Viramos a Geração Enxaqueca, e nos esquecemos que a defesa é o melhor ataque,
não é o ataque que é a melhor defesa. Distraídos venceremos, já dizia Leminski.
Só não sei exatamente o que.
Isso
é mais do que uma reclamação. É mais do que um grito de socorro esperando por
um salva-vidas não necessariamente musculoso, que apenas não tenha medo de
tubarão. Um alarme disparado, um telefonema no meio da madrugada, uma pedra
atirada contra a janela, um céu borrado por um relâmpago. Desabafo? Diários
foram feitos para serem esquecidos, porque a verdade é que não temos tempo para
preencher páginas com o que já passou. A mente é o único diário que vale. Pode
ser que isso seja um pedido. Desses que vêm lá do fundo sabe? Só não se sabe do
fundo de que. Por alguns segundos – ok, minutos... Horas, pode ser? – então,
por algumas horas, queria que fizessem silêncio. Não peço para que acatem
ordens ou se deixem levar por golpes, fascismos, narcisismos, não, nada disso.
Nem quero que se tornem seres excessivamente filosóficos e dotados de uma
chatice incontestável e inadjetivável – sorry, mama. Só quero que parem, parem
um pouco, só um pouco. Guardem suas opiniões, seus ressentimentos, seus
ataques, suas armas. Guardem essas vergonhas, essas loucuras, esses zumbidos.

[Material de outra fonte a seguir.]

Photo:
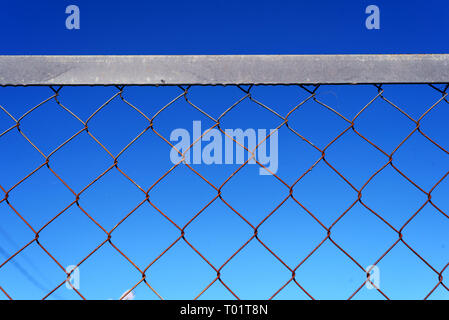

Não falem. Pensem, mas só se quiserem pensar. Que
se dane o que o outro vai pensar. Que se dane o outro. Que eu me dane. Que nós
todos nos danemos. Que apenas as coisas mais simples sejam importantes. Olhar o
céu, roubar um beijo, trocar olhares, dar as mãos, dormir um pouco, comer
aquele risoto de camarão, ok, se você é alérgico coma outra coisa, se você não
gosta não coma, se não sente fome não precisa comer, faça o que quiser, faça
como quiser, mas não me faça fazer o mesmo que você. Nesse momento, não nos lembraremos
que todos somos um porque a intenção é perder de vista quem achamos que somos. Só
nos vale a certeza de que já nos perdemos há tempos. O que vale é a textura da
água, o papel cortando o dedo, o sangue em conta-gotas, o perfume da brisa
fresca, a nuvem passeando, o avião berrando, o pássaro pousando, a lua
brilhando, tudo ando, tudo anda, tudo indo... Mas todos parados. Quietos.
Calmos. É no break que a gente se conserta. E depois concerta. Para nós mesmos.
Depois
dessas horas, seremos nós mesmos. Não, seremos mais do que nós mesmos; seremos
o todo. Que para, que pensa, que age, reage, reflete. Que entende, Respeita. Ouve.
Dá descanso pra garganta. Que alimenta o cérebro.
Mas
esse é só um pedido. E se esta for só mais uma forma poética de enxergar o
caos, tudo bem. Pelo menos é uma forma diferente.
No
mais, chega de falar. Chega de frases congeladas requentadas no micro-ondas.
Chega de palavras. Temos mais coisas legais no nosso corpo além dela – sem contar
as suas outras funções que renegamos por puro esquecimento.
Chega
de tudo.
(Ouça l'autre valse d'amélie, Yann Tiersen)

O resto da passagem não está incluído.